Rainstorm hazards seriously affect the lives of residents and activities of tourists in rainstorm harder-hit scenic areas. The assessment of rainstorm hazard risk has a great significance in the area. Based on the disciplines of geography and tourism, an assessment system has been constructed by using the Entropy Weight-Analytic Hierarchy Process and exponential model. Finally, the Huayang Ancient Town Scenic Area in China has been taken as study area, and its rainstorm hazard risk and spatial distribution have been evaluated. The results indicate the following: The rainstorm hazard risk areas are mainly concentrated along rivers, valleys, or roads; The specific spatial distributions are: rainstorm hazard risk of the Huayang Old Streets is high, that of the Red Cliff Valley and both sides of the Mandarin Duck River are higher, that of the Golden Monkey Valley and the Macaque Park are lower, that of the Tangluo Ancient Road is low, and the risks of other areas are medium; The main influencing factors of rainstorm hazard risk are elevation, terrain, gap and width of river, distance to river, building density, tourist flow and tourism activity; People's awareness, system of monitoring and early warning, emergency plan, facilities and equipment for rainstorm hazard prevention and mitigation need to be continuously improved.

Acknowledgments

The authors would like to thank the Management Committee of Huayang Ancient Town Scenic Area for providing information and data about national economy and social development, tourism industry, and disaster prevention and mitigation.
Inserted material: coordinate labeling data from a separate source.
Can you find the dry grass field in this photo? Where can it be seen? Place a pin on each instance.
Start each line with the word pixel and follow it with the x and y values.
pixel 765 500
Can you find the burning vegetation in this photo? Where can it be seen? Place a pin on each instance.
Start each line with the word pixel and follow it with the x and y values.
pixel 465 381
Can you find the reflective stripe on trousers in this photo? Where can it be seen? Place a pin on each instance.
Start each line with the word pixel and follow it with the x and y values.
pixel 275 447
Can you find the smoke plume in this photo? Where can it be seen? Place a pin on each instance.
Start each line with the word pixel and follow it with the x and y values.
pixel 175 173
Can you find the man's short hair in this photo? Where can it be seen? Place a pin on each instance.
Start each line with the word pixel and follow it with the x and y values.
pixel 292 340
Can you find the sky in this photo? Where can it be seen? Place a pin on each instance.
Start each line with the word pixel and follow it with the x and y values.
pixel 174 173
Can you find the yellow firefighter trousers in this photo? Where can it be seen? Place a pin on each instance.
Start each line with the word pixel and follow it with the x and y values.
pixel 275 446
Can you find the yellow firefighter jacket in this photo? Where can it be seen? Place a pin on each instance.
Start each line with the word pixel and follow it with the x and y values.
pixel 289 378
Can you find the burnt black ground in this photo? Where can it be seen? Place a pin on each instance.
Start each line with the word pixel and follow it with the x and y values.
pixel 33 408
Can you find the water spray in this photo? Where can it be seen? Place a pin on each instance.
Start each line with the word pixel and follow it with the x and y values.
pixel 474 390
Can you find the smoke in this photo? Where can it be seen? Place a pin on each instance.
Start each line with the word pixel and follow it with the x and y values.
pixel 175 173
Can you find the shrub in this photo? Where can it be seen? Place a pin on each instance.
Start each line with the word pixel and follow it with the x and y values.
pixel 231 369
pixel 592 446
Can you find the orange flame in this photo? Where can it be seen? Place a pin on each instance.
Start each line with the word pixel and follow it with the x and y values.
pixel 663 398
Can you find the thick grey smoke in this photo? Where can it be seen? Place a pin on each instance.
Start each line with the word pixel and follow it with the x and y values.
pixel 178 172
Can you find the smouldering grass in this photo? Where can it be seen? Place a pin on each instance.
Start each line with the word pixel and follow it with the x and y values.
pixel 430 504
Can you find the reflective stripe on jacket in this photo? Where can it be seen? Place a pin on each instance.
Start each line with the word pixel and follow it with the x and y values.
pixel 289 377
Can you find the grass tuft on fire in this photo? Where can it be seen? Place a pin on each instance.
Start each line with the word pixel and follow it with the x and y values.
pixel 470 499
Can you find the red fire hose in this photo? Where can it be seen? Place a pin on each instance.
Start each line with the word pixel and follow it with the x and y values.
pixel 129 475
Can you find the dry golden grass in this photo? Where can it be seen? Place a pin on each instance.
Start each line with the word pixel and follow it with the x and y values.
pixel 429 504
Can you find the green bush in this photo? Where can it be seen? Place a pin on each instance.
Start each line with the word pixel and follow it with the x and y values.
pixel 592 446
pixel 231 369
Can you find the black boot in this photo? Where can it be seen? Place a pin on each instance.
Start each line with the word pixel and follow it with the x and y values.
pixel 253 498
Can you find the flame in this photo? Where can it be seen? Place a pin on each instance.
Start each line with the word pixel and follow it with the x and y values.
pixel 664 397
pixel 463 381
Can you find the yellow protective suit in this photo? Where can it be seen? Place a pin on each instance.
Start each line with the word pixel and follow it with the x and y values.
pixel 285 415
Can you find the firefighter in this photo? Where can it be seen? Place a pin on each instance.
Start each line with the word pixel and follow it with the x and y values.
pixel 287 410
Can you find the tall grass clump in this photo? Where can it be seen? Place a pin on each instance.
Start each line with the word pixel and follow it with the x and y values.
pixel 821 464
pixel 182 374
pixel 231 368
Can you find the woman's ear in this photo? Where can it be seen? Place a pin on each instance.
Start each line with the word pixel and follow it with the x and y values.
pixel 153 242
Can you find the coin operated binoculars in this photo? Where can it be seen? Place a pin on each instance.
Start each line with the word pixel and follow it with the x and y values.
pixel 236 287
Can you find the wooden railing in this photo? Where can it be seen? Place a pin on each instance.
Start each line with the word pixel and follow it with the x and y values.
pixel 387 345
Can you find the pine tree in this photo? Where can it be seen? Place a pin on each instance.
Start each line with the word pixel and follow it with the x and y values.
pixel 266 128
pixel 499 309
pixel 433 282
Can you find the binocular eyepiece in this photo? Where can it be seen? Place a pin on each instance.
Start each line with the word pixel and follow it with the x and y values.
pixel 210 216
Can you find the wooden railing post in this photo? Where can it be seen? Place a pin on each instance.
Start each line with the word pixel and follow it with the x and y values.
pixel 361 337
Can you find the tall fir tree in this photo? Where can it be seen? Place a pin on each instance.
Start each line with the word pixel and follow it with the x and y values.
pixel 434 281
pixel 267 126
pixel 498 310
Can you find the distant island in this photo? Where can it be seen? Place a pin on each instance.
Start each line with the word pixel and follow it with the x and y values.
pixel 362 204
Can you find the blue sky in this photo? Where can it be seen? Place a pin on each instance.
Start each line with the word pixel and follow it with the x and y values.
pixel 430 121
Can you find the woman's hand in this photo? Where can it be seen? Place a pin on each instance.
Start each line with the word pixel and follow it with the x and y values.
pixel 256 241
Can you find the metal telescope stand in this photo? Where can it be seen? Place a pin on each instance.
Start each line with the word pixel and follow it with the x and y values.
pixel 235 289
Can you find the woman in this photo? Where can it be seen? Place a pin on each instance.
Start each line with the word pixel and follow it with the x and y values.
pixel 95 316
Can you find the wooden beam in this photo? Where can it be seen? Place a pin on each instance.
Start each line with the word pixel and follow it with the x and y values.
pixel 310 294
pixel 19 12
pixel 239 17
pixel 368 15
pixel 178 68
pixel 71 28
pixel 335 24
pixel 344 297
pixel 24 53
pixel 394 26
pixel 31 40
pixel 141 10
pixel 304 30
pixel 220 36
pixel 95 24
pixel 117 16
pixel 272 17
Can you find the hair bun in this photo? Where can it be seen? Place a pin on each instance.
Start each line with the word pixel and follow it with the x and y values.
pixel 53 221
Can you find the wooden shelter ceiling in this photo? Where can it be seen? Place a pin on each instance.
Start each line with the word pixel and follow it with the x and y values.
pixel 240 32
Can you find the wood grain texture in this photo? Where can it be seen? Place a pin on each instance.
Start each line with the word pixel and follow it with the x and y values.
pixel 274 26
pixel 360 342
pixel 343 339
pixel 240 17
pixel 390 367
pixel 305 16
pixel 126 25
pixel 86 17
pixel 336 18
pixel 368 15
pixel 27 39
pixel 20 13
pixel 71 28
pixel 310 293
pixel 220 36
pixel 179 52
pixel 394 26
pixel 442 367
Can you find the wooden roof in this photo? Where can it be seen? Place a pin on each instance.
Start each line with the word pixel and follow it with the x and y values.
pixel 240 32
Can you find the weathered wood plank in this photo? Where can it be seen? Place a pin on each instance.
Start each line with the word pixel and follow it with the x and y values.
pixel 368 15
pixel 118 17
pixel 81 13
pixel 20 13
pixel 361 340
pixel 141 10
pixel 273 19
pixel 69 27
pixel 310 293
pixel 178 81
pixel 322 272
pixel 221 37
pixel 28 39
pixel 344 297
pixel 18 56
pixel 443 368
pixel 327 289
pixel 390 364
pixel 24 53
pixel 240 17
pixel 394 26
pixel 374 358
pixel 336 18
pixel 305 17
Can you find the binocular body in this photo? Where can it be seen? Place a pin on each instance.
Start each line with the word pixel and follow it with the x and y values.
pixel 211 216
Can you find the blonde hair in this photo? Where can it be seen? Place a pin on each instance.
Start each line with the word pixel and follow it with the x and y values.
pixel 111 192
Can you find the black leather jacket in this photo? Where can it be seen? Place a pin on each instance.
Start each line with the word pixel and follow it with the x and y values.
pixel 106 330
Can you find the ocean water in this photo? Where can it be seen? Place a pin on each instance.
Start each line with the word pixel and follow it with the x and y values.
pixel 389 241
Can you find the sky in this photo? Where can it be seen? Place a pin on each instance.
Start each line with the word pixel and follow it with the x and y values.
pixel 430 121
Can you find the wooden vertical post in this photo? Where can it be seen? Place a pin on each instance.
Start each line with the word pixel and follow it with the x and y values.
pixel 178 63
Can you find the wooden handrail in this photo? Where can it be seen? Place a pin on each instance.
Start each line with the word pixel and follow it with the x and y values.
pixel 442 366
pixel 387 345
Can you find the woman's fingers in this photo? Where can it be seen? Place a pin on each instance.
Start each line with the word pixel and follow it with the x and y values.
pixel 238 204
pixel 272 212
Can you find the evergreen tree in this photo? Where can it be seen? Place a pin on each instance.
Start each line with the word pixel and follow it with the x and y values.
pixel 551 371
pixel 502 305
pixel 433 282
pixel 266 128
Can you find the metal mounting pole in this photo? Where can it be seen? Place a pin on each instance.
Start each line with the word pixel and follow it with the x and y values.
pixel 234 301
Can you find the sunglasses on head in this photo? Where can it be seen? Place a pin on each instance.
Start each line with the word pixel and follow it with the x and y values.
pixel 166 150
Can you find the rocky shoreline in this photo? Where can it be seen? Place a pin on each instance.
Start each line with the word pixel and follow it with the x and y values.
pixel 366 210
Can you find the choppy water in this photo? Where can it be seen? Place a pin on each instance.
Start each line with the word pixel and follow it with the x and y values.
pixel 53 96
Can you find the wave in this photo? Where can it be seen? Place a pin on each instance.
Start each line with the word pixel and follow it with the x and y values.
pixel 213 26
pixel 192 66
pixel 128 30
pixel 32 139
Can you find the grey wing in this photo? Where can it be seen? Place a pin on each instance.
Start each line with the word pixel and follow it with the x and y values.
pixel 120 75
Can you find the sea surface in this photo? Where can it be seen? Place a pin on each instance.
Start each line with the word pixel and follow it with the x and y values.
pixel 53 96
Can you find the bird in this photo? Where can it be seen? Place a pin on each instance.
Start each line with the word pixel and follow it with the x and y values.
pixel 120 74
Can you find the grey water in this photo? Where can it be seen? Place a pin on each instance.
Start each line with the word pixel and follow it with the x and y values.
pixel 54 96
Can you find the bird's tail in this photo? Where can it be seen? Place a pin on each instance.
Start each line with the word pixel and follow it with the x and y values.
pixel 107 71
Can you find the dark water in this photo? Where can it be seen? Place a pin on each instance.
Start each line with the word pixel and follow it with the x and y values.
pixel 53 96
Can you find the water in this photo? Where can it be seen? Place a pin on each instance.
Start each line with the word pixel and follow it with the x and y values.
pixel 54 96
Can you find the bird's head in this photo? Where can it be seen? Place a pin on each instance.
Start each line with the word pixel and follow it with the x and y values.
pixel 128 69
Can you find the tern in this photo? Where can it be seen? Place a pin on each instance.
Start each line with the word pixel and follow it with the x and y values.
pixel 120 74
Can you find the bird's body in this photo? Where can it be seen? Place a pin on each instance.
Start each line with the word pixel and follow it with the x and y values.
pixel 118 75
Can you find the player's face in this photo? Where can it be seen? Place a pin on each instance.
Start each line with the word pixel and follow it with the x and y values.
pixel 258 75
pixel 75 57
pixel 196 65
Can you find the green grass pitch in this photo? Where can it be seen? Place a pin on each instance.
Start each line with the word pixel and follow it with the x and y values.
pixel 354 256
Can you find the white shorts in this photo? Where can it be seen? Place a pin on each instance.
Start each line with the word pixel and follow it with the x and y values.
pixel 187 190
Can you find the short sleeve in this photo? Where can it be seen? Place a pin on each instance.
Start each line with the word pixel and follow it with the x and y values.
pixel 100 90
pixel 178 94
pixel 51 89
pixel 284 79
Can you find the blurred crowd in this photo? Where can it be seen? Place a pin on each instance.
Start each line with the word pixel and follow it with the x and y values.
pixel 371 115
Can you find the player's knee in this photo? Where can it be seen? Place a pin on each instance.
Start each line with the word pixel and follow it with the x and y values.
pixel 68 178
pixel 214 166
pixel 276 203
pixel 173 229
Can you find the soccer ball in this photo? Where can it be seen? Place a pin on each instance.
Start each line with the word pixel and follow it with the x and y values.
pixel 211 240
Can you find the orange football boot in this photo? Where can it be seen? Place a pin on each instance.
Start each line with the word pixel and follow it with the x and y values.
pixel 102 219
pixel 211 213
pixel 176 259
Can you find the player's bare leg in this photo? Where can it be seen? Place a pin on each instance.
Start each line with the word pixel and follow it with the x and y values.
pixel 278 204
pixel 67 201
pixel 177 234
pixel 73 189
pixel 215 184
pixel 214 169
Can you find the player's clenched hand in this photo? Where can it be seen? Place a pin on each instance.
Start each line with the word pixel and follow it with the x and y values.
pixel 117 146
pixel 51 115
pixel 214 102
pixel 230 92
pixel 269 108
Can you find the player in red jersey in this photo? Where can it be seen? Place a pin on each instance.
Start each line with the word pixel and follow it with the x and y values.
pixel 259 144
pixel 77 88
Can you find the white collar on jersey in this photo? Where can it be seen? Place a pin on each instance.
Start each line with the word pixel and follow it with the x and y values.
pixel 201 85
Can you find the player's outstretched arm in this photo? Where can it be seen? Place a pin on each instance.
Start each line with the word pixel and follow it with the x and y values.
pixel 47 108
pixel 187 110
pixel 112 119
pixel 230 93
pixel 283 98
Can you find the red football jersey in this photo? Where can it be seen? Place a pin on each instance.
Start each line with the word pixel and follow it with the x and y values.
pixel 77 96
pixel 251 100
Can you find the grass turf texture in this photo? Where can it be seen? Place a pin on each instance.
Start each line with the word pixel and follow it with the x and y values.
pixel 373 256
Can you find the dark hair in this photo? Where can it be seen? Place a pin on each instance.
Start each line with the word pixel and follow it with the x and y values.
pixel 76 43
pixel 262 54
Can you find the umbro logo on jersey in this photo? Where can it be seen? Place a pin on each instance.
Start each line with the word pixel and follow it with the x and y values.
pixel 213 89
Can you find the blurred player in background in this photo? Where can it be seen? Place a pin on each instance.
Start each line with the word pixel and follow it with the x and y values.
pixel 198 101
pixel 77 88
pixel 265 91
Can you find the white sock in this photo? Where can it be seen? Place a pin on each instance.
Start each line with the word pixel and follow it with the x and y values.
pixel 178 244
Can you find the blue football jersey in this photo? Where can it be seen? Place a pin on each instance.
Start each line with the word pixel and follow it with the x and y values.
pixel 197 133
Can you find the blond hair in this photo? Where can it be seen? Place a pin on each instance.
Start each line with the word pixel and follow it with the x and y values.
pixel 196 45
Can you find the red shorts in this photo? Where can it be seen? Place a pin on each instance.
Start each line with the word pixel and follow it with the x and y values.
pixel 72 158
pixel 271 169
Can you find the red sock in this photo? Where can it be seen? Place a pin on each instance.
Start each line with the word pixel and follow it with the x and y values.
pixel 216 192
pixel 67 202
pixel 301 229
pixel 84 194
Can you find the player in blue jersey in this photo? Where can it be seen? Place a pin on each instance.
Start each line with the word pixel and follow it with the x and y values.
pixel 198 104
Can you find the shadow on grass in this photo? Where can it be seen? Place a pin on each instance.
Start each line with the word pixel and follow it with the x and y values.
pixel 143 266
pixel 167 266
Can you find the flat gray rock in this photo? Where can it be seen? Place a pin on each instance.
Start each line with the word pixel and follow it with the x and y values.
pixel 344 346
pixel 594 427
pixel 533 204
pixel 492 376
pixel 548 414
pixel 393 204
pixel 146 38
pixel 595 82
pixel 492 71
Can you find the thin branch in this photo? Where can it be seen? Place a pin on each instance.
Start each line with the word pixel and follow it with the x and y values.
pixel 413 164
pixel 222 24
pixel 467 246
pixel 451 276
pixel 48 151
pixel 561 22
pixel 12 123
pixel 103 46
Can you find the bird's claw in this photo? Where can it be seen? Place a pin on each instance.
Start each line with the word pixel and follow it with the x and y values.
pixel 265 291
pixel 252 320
They are grateful to Yanze Wang for his help during the data survey and progressing in the scenic area. They specially thank the China Meteorological Administration, the China Meteorological Science Data Sharing Service Network, the Sciences Data Center of Chinese Academy of Sciences, and the Meteorological Bureau of Shaanxi Province for providing meteorological data and image data.

Funding

This research work was financially supported by the Natural Science Foundation Project of China (No. 41371497).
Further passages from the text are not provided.